British architectural photographer Marc Goodwin has gone behind the scenes to capture 16 architecture workspaces in Japan.
The project by Goodwin – who is the founder of photography studio Archmospheres – forms part of his latest photography series that documents architecture workspaces, most recently spanning Taiwan, Vienna and Munich.
Focusing on “young, non-traditional studios” in Japan, the latest series features workspaces of various scales and settings – ranging from spacious warehouses and offices to smaller-scale workshops and residences.


Among the studios featured are Kengo Kuma & Associates, Akihisa Hirata and Tato Architects.
Goodwin collaborated with architect Samuel Michaëlsson for the series, which complements Michaëlsson’s existing collection of interviews with the same architects similarly featured in this photography series.
According to Goodwin, the studio spaces across Japan varied greatly from those featured in his previous series, with the studios and projects different from any that he has previously encountered.

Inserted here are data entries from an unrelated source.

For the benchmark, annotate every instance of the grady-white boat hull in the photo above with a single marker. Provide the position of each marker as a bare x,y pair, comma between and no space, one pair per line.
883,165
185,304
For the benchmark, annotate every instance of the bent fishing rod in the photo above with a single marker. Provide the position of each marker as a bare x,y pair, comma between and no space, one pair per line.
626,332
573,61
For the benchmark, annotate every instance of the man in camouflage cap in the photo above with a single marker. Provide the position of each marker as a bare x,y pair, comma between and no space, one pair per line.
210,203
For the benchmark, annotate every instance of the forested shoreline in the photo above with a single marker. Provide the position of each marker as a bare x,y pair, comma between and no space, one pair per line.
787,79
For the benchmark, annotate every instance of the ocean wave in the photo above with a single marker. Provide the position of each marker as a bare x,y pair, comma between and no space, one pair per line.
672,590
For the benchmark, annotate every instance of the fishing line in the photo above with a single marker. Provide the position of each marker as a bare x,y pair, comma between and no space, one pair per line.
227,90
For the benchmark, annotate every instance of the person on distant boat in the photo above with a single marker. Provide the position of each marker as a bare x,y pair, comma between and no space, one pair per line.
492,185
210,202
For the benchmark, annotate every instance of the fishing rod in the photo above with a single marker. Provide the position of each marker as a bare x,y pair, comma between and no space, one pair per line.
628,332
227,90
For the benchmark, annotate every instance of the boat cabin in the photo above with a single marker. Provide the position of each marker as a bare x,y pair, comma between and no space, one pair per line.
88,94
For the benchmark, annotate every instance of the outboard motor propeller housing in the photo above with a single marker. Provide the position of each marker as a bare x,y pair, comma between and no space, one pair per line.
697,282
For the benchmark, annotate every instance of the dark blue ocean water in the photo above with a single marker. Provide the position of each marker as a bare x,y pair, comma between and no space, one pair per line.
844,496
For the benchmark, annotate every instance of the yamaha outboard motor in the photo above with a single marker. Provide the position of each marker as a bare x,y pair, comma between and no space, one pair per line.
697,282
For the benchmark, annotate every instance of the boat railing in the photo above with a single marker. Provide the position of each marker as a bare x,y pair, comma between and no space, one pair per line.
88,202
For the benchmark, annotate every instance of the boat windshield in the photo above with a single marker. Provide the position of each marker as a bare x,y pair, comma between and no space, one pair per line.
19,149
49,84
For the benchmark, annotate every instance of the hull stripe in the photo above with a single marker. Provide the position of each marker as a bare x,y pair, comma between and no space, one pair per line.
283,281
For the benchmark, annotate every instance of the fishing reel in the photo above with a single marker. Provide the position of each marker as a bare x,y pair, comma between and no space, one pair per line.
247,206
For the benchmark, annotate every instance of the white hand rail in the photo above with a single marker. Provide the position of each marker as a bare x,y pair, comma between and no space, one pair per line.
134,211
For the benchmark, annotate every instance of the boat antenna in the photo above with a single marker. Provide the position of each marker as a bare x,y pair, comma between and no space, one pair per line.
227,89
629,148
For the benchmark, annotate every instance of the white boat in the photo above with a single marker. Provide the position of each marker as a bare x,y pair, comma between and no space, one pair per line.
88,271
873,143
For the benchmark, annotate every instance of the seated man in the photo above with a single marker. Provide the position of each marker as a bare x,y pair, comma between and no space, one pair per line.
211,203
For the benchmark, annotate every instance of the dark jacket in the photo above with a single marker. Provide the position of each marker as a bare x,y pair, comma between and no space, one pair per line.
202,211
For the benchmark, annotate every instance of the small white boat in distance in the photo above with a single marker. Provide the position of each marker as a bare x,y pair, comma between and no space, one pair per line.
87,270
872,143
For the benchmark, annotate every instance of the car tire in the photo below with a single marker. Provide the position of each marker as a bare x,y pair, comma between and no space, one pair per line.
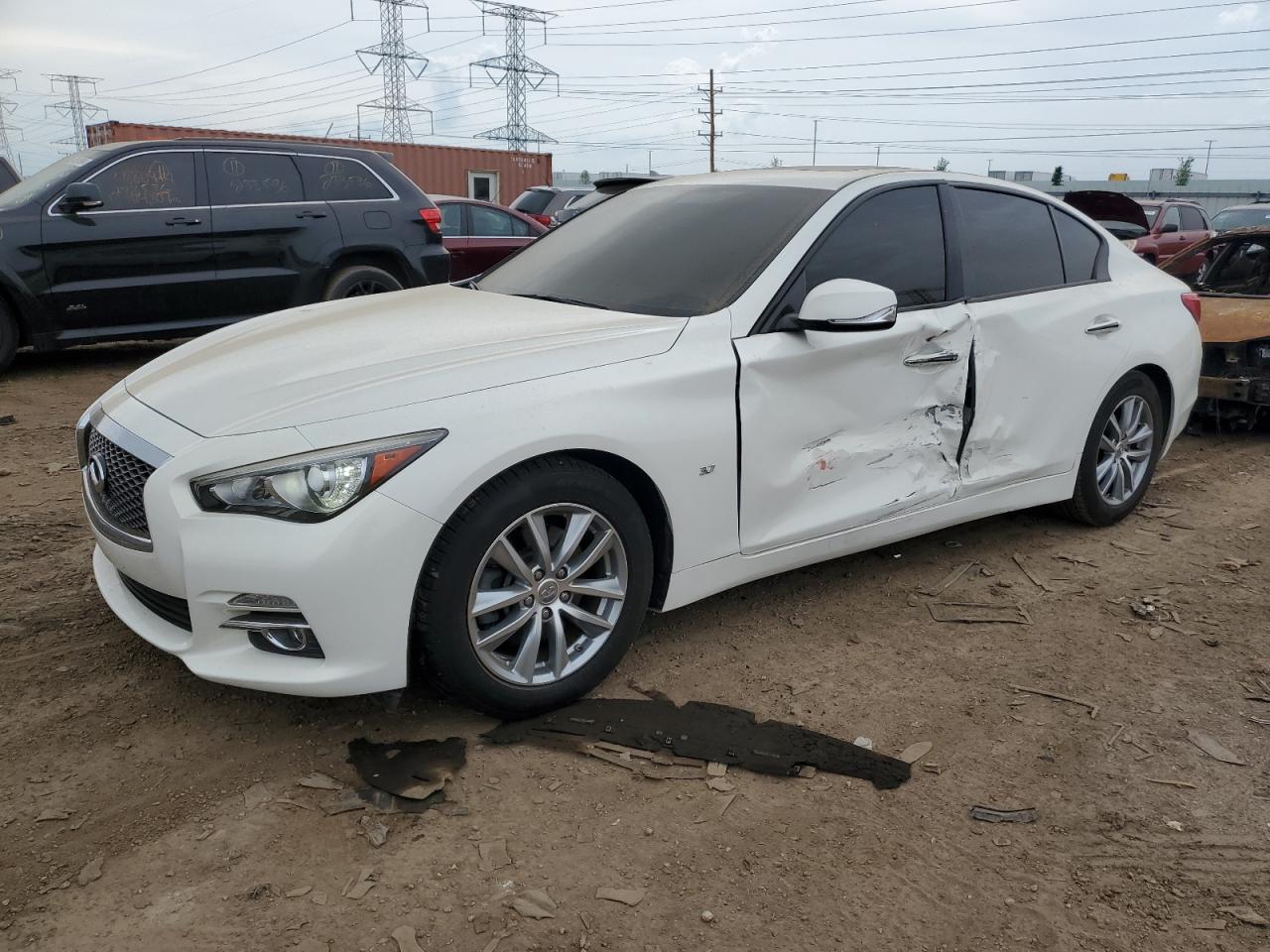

“The atmosphere of these offices was a great surprise, in a good way,” Goodwin told Dezeen.

“I was expecting a corporate but highly professional work environment,” he added. “Instead what I got was an ever-surprising, and often transitional-feeling set of adapted spaces that defied truisms of the basic needs of an office.”
“It often felt more like the continuation of design studios at architecture school rather than the office environment one often encounters when starting practice at a firm.”